Today’s highly connected digital landscape has transformed the way we do banking. However, this increase in convenience comes with various security risks that render financial institutions (FIs) vulnerable. As FIs handle larger and larger volumes of data every day, it can be difficult to detect suspicious activities, such as those that may be indicative of money laundering and financial fraud. Without the right tools, FIs cannot stay compliant with government and transnational regulations, and they won’t be able to enact measures such as anti-money laundering (AML) initiatives to protect their clients, systems, and overall business posture. One such tool that banks and other financial entities can use for AML compliance is graph analytics. Simply put, graph analytics entails using advanced algorithms to automatically establish relationships between nodes or entities in a graph, which may represent a number of things, including financial institutions, customers, and transactions. With its emphasis on establishing connections, this diagram-based visualization technique has been proven effective in helping law enforcement professionals and intelligence analysts detect cybercrimes and identify leaders of criminal organizations.
As financial crimes like money laundering become more sophisticated, your institution needs to be more proactive in protecting your customers and in fortifying the security of your front-and back-end operations. In this article, we’ll talk about how graph analytics changes the game by helping you quickly nip criminal activities like money laundering in the bud.
Graph Analytics Can Level Up Detection and Monitoring Efforts
To detect potential cases of money laundering, graph algorithms identify the shortest path between entities. The longer the path, the more likely it will indicate a case of money laundering. Unlike rules-based detection processes, graph analytics can establish these distant relationships and complex pathways to uncover previously undetected connectivity patterns between malicious and non-suspicious actors.
Intuitive programming languages like the Property Graph Query Language (PGQL) help in this regard by detecting intricate patterns in fund transfers, for example. Financial platforms that use PGQL-based graph analytics techniques allow users to create queries to identify potential scenarios and establish a chain of transactions. This is particularly helpful in identifying ultimate beneficiary owners (UBOs) who are often the masterminds behind money laundering schemes.

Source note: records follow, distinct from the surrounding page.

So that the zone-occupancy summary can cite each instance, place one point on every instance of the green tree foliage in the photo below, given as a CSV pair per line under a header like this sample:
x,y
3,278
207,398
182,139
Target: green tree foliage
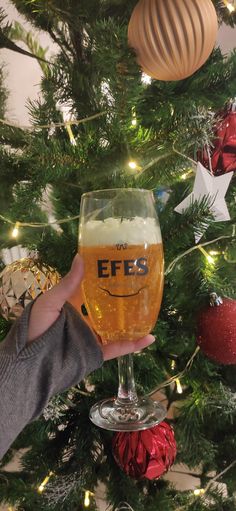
x,y
94,72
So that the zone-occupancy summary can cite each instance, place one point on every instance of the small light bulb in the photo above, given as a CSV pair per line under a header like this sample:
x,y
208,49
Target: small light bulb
x,y
146,79
87,499
198,492
15,231
178,386
132,164
41,487
209,258
230,7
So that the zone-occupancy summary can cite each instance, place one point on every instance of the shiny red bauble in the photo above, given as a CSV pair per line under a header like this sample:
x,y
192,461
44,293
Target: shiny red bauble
x,y
145,454
216,334
223,151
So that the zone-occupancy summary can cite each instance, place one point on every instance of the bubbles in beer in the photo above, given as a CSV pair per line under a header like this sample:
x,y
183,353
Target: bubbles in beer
x,y
123,280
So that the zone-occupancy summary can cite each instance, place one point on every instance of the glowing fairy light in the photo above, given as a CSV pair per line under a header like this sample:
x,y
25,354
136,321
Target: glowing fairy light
x,y
41,487
198,492
87,498
209,258
179,387
15,231
133,165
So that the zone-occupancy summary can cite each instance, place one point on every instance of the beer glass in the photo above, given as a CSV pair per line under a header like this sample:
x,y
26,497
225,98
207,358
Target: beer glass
x,y
120,242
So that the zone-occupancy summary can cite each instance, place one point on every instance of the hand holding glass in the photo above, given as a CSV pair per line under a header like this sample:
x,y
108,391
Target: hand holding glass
x,y
120,242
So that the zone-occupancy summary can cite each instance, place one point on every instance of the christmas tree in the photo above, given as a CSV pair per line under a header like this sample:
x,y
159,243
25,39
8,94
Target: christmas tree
x,y
124,130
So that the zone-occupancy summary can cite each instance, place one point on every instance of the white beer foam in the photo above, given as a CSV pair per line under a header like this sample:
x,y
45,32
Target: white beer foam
x,y
114,230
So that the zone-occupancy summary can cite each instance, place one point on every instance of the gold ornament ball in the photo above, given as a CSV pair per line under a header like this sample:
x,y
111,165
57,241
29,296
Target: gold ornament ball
x,y
21,282
172,38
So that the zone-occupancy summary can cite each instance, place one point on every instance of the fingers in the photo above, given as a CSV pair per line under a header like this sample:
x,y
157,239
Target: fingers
x,y
58,295
47,307
120,348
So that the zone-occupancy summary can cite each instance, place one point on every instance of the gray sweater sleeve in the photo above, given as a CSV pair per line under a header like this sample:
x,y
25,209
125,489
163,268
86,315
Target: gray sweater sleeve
x,y
30,374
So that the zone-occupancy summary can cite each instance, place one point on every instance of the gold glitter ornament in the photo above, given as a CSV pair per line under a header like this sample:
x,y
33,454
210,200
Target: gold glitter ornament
x,y
21,282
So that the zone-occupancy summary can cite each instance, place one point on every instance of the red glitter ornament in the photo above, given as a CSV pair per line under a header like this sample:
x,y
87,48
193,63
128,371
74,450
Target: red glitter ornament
x,y
216,334
223,153
148,453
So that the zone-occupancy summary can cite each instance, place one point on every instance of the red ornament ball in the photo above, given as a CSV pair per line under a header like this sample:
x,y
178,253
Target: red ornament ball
x,y
217,332
223,151
148,453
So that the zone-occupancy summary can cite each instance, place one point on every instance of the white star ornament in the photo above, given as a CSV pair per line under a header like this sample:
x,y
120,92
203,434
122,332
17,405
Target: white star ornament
x,y
214,187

It Can Help Narrow Down High-Risk Entities
Graph analytics uses algorithms to rank entities based on importance. One such algorithm is degree centrality, which can be used to determine how connected an entity is to other nodes in the graph. Together with artificial intelligence (AI), graph analytics tools can help uncover high-risk entities and prevent investigators from wasting time on false positives.
FIs can use AML tools with graph analytics algorithms to determine individuals or businesses with unusually high levels of connectedness. Additionally, these tools can help FIs do their due diligence and narrow down customers who may need to undergo further know your customer (KYC) processes.
Oracle’s AML software, for example, uses risk scoring models to support KYC procedures. This allows FIs to have a comprehensive view of customers’ risk posture in relation to countries, jurisdictions, businesses, and individuals under a certain industry, ultimately helping these institutions double down on their AML efforts.
Graph Analytics Can Aid in Establishing an Overarching Financial Crime Graph
Combined with natural language processing (NLP), graph analytics can help institutions create a broad, interconnected graph that instantly highlights suspicious activities and potentially malicious actors. A comprehensive graph that makes sense of structured and unstructured customer data provides actionable insights that can aid in AML investigations as well as KYC efforts.
Moreover, making use of graph analysis capabilities allows FIs to have a better overview of financial activities and gain an upper hand in combating money laundering schemes and other financial crimes.
It Can Speed Up Investigations By Providing Context
Graphs are vital tools for AML investigations because they help analysts quickly determine if an alert is an isolated case or a warning sign for interconnected criminal activity. AML technologies with graph analytics features also aid in the creation of suspicious activity reports (SAR) and suspicious transaction reports (STRs), essentially boosting investigator productivity by immediately singling out causes for concern. Oracle’s AML solution, for instance, rapidly conducts risk analysis and compares customer data with global watchlists, sanctions, and politically exposed persons (PEPs) to contextualize its report generation functions.
In contrast, AML investigations that do not utilize graph analysis are limited by disparate datasets such as transactions, account data, and personal information that are relatively difficult to put into context.
Experience a Different Way of Battling Financial Crime
Using graph analytics for AML efforts has evident benefits such as stronger customer security, speedier investigations, and clearer data visualization. But before you start implementing advanced AML solutions, you need to understand that managing these capabilities requires commitment and technical expertise. It would be wise not to charge head-first when implementing next-level AML solutions and make sure to conduct thorough planning and consultation beforehand.
That said, you should strongly consider adopting graph analysis to improve your institution’s regulatory compliance and to fortify your security posture. Beyond these core benefits, embracing new AML methods is a necessary step that you must make to promote financial security in a way that transcends borders, technologies, and industries.